Following this meeting, the Working Group confirmed that all Sub-Groups and Task Forces – except for the Bond Market Sub-Group, Loan Enablers Task Force and Communications and Outreach Sub-Group – would close as the Working Group moves into 2022 in a new form, with new objectives, and with continued support from the Bank of England and FCA.
The new overall objective is to assist in finalising the transition away from LIBOR, via:
- Supporting the continued active transition of legacy contracts from synthetic sterling LIBOR to SONIA, and
- Considering any implications of non-sterling LIBOR transition in UK markets.
To aid transparency in its new form, the Working Group will publish summaries of the meetings of its Sub-Groups and Task Forces. Please see below for summaries of recent meetings.
The Bond Market Sub-Group (the “BMSG”):
Chair: Paul Richards, ICMA
The BMSG met twice in the second half of 2022.
At the BMSG meeting on 20 September, members discussed progress on the active transition of legacy synthetic sterling LIBOR bonds to SONIA and legacy US dollar LIBOR bonds under English law to SOFR. Following the deadline for responses to FCA CP 22/11 on Winding Down Synthetic Sterling LIBOR and US Dollar LIBOR, the BMSG meeting took place ahead of the announcement by the FCA on 29 September that 1- and 6-month synthetic sterling LIBOR would cease permanently after 31 March 2023. The BMSG noted that, while responses to FCA CP 22/11 by individual firms were generally confidential, a number of responses to FCA CP 22/11 by trade associations involved in the international capital markets had been published. These responses were summarised in the papers for the meeting.

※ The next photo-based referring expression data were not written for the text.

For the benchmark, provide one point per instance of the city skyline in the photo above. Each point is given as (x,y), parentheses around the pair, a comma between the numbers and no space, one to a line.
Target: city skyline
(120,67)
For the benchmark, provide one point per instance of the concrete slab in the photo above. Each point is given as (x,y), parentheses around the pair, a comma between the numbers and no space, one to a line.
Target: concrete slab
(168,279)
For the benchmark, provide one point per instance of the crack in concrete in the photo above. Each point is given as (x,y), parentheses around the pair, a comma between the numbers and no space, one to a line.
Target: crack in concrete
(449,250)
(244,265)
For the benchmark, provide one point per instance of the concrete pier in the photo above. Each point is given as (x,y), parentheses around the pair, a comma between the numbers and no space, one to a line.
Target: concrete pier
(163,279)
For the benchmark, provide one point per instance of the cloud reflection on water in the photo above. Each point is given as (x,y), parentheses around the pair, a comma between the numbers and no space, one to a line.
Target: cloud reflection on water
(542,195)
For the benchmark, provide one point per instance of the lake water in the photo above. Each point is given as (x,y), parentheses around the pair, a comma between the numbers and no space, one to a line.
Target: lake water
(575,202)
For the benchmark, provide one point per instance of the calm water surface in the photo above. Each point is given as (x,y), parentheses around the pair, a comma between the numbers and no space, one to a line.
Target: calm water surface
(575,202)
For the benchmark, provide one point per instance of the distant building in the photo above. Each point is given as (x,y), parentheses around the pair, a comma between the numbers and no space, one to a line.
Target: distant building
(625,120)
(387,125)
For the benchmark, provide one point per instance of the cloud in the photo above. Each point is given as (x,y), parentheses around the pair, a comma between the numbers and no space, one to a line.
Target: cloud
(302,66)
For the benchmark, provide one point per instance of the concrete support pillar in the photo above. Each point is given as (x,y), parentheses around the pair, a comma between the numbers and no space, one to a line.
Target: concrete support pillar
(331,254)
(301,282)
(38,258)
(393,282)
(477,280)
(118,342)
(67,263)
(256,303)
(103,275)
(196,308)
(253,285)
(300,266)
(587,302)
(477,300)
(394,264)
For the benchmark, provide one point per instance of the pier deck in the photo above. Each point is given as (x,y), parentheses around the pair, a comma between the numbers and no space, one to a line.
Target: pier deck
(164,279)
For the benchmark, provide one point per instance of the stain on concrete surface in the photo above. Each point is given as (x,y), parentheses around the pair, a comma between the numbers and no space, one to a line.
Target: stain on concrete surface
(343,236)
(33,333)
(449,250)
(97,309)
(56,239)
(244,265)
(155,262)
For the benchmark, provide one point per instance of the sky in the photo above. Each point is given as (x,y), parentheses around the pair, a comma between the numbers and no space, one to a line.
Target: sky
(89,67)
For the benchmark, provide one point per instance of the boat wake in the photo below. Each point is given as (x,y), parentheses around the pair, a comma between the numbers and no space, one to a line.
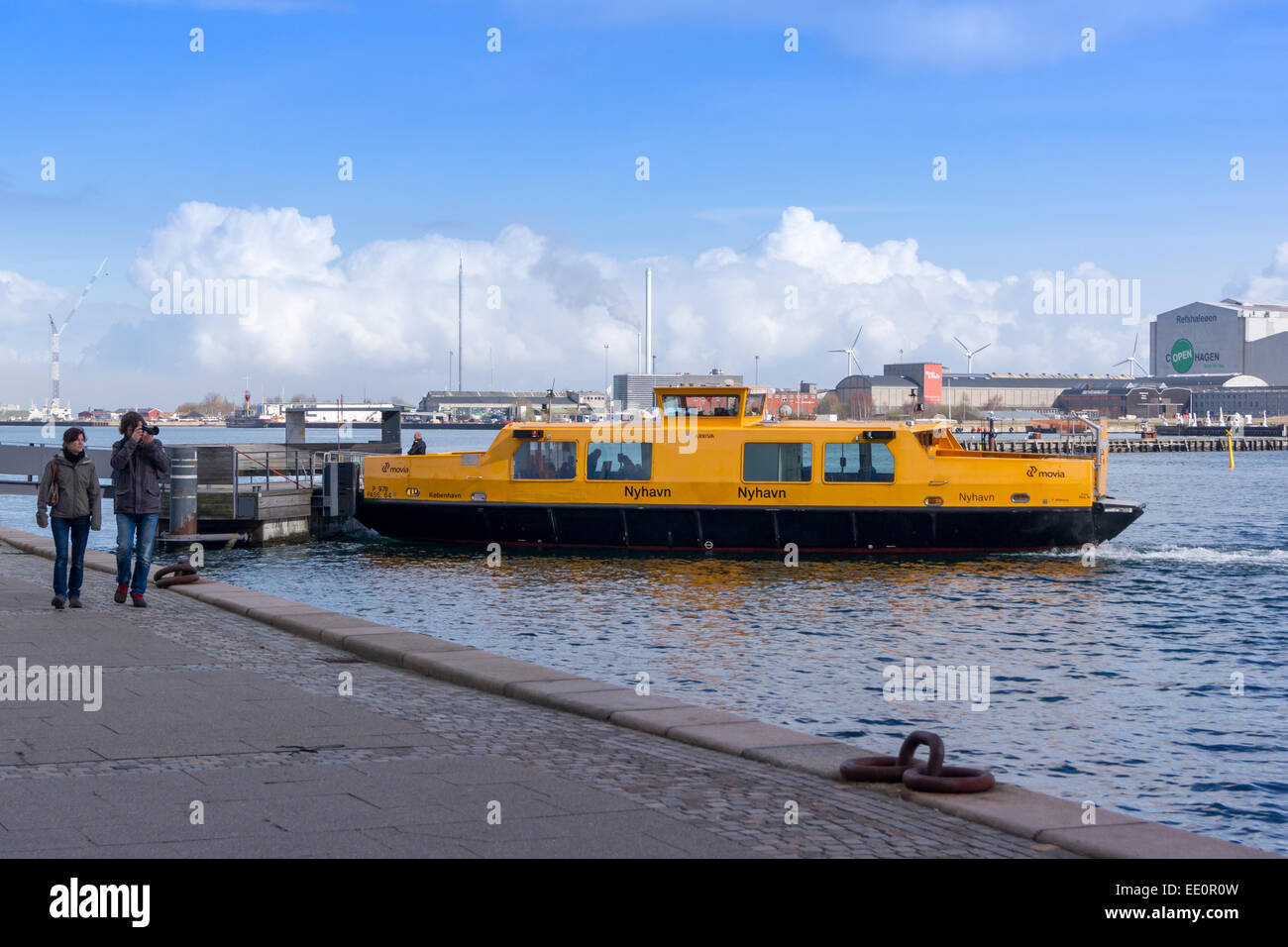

The BMSG discussed technical issues in transitioning legacy LIB0R bonds under English law. It was agreed that there was a need to focus on active transition of legacy LIBOR bonds with traditional Type 1 fallbacks, as they would fall back to a fixed rate on permanent cessation of LIBOR. There was a discussion on how best to address uncertainty about dealer polls typically seen in traditional Type 1 fallbacks in legacy US dollar LIBOR bonds under English law, bearing in mind that dealer polls were addressed by the LIBOR Act under federal US law. The BMSG also discussed the effect of the cessation of the US dollar LIBOR ICE Swap Rate on 30 June 2023 on legacy US dollar bonds under non-US law, taking into account the ARRC recommendation in the US.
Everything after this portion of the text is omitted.